He was first elected as a Communist Councillor in Perth, Scotland, in 1928. Having resigned for personal reasons three years later, he re-entered civic life in 1935, when he was then living at 31 Canal Street.
See Daily Worker cutting 1st November 1935 – left
He gained massive support from Labour activists, in support of the united front. A letter to the electors of the ward , urging their vote be given to Barbour, was signed by two NUR branch secretaries, the local ASLEF secretary, the secretary of the Scottish Painters, the secretary of the Slaters' Society, the secretary of the Perth Unemployed Association, a Labour body, the chair of the Co-op Education Committee, and the presidents of both the Men's and Women's Co-op Guilds. Thus elected to represent Perth’s Second Ward, after this massive endorsement, he was re-elected at the top of the poll in November 1938.

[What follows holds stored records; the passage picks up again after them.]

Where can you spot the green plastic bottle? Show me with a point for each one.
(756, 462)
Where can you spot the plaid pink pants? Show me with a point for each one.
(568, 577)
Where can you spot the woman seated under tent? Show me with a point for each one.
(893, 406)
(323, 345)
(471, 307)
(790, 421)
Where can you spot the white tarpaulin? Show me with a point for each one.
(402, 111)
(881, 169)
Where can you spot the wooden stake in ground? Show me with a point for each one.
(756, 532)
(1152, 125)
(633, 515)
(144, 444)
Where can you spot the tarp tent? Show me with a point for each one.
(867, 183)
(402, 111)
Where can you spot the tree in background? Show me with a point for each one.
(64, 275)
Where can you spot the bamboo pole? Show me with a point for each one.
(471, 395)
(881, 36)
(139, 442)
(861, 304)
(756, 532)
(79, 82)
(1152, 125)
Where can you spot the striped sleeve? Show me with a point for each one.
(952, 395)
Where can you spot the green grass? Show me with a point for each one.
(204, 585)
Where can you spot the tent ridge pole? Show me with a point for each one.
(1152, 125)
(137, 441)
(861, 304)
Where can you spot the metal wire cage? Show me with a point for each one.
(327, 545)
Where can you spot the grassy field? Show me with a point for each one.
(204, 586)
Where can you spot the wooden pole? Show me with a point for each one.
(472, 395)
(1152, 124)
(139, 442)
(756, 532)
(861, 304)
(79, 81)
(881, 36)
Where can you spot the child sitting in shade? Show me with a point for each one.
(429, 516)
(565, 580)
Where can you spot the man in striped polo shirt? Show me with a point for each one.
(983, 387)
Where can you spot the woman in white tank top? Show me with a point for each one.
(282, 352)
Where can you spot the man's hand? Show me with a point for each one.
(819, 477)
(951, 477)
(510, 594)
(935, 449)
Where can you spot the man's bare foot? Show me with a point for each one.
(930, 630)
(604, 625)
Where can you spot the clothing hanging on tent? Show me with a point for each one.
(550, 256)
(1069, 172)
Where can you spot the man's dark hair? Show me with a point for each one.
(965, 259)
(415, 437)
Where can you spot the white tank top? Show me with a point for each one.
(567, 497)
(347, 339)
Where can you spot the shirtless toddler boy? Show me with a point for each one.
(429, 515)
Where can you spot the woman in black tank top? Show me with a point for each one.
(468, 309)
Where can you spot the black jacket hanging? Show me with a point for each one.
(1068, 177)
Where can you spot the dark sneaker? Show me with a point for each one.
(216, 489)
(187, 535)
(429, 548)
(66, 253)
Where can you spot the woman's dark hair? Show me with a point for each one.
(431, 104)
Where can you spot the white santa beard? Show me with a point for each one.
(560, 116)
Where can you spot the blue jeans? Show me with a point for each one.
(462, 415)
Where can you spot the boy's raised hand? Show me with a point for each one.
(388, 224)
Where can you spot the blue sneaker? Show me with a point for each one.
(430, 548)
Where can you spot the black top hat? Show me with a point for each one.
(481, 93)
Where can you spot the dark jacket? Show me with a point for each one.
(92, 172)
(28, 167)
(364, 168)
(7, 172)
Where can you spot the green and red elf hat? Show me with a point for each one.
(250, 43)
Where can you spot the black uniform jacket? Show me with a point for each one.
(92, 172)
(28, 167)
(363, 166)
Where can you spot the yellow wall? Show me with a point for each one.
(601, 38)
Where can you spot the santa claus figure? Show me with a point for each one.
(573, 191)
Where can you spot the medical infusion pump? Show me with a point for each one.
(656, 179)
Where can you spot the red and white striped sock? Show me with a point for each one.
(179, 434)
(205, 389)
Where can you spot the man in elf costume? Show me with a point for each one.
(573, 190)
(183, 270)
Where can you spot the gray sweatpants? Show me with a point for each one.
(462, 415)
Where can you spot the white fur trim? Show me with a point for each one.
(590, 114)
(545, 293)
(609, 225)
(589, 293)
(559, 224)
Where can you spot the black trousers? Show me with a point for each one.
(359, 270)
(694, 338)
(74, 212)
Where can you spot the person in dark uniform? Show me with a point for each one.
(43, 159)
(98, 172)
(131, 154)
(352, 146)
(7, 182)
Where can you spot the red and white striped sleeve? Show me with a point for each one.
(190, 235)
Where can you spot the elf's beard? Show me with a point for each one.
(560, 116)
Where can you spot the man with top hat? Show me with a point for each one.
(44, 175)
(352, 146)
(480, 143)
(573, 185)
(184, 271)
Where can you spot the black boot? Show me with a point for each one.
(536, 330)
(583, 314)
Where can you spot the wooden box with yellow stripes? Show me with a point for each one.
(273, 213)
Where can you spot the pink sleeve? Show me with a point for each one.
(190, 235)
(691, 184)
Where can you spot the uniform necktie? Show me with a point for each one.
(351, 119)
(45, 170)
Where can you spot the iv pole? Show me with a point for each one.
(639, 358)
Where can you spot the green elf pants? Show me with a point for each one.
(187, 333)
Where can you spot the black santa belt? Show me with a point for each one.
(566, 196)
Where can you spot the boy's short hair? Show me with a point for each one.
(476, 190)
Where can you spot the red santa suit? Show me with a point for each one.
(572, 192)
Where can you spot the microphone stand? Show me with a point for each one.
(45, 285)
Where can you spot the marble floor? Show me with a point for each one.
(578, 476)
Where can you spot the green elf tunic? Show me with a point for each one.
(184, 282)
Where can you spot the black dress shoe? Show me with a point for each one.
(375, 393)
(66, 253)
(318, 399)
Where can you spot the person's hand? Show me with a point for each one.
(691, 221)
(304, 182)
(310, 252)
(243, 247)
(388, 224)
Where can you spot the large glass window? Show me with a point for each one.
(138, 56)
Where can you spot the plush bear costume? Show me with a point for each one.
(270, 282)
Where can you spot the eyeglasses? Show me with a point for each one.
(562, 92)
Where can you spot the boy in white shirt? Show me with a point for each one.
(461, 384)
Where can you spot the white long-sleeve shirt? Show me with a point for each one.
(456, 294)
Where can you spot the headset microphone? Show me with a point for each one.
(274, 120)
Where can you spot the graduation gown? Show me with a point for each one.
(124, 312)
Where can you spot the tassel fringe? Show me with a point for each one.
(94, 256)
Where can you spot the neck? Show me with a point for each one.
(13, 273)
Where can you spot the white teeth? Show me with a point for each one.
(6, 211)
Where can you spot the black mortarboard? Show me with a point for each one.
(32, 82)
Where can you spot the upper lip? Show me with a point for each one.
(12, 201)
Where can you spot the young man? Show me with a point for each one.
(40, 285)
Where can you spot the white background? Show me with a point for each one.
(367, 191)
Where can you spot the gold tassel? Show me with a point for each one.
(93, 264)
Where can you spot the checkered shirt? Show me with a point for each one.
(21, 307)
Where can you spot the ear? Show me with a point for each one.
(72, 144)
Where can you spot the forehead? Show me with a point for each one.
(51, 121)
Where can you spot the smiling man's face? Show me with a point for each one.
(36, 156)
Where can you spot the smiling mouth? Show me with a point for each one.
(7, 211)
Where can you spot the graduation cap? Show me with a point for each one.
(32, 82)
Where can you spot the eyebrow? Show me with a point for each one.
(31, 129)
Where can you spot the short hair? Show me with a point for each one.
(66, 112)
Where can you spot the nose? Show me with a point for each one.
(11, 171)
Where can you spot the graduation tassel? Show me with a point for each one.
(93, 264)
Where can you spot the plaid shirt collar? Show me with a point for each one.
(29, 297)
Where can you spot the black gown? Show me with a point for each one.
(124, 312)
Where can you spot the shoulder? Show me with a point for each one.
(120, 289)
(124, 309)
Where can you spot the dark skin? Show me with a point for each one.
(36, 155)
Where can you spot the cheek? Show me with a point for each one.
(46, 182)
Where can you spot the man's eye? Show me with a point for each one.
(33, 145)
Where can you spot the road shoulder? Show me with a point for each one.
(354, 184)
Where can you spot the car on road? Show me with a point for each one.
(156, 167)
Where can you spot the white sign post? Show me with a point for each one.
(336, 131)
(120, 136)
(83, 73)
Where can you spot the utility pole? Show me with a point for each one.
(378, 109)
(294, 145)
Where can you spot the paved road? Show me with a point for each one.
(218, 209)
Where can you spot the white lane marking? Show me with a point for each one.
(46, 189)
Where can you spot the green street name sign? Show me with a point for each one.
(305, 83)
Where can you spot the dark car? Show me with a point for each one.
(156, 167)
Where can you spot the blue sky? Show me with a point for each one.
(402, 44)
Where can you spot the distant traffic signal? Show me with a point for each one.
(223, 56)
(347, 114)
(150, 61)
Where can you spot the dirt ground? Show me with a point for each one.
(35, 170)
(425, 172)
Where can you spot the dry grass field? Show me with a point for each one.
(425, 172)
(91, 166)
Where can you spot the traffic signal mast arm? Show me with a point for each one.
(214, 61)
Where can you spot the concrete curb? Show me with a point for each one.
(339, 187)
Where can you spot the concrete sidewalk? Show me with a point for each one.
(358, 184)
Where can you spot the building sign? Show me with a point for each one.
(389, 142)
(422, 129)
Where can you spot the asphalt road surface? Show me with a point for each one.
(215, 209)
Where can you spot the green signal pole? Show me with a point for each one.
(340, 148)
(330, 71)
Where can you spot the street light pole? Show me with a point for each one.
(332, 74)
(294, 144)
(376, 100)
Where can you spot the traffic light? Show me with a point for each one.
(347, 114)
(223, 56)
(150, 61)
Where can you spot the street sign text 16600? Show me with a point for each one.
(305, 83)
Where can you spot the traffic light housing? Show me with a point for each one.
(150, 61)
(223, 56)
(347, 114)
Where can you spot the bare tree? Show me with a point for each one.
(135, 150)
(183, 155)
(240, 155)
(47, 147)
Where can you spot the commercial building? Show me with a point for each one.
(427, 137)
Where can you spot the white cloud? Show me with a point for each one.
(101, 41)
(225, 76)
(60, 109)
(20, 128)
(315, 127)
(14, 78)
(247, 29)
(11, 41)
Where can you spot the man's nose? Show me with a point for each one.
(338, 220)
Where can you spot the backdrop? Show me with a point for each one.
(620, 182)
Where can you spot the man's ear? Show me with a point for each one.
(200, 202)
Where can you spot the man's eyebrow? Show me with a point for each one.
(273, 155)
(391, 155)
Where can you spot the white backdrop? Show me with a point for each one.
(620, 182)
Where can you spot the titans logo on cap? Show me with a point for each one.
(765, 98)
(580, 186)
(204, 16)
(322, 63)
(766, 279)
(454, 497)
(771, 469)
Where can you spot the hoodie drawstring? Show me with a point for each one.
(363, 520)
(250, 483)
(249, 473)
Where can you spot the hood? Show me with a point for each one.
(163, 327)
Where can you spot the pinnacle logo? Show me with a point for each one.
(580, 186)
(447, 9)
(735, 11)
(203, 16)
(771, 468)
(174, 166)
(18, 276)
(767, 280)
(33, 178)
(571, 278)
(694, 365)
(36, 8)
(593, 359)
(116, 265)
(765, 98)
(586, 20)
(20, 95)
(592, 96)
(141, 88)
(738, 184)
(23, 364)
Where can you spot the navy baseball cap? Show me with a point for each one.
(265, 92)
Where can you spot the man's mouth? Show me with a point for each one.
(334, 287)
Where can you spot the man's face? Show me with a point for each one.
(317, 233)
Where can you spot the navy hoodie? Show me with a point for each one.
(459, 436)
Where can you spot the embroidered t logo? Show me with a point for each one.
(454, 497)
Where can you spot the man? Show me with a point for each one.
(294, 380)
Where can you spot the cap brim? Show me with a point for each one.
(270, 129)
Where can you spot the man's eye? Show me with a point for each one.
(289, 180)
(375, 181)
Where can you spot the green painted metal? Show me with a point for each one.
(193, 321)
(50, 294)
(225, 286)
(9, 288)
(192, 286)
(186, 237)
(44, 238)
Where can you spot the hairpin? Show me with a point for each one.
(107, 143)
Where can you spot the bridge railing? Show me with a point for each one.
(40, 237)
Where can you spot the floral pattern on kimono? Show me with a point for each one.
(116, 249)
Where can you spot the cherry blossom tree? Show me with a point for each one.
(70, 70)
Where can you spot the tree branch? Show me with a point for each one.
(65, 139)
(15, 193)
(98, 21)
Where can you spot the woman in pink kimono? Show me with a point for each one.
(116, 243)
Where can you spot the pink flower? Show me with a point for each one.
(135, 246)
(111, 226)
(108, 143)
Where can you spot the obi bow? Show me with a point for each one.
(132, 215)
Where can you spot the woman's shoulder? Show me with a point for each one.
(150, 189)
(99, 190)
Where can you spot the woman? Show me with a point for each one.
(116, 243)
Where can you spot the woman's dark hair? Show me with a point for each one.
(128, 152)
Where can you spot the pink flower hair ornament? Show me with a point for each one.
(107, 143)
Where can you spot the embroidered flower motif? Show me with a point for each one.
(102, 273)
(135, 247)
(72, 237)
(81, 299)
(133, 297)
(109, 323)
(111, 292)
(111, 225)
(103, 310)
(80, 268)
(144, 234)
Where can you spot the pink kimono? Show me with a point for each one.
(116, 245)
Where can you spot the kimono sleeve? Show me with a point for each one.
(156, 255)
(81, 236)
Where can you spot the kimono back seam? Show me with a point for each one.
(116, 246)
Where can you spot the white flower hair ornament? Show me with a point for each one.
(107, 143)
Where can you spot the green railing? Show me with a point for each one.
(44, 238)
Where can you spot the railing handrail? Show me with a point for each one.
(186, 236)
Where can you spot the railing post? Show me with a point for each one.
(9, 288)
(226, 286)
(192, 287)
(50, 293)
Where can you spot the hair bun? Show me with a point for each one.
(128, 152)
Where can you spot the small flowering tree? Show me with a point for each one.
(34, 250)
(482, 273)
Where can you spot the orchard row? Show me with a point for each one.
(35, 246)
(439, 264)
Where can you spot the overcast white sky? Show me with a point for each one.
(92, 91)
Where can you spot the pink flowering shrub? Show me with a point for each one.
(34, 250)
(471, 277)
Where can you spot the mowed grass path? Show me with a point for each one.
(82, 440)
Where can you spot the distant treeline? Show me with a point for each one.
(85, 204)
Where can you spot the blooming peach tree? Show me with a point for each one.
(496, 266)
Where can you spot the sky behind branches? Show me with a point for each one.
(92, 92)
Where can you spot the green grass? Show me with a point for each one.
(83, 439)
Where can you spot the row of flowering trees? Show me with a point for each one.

He was appointed to the bench in 1941 and served for a further three years in that capacity before finally resigning.
He worked as a milk rounds man with the City of Perth Co-operative Society for about thirty years, serving on Perth’s council for a total of twelve years, three of them as a magistrate, or baillie.
According to the Perthshire Advertiser, he died on 23 May 1959 at the age of 66 and had been living with his wife Christina at 26 Victoria Street. The couple had one son.
Only enjoying a single year in retirement, Barbour had latterly been employed as a garage mechanic with Frew & Co. Ltd.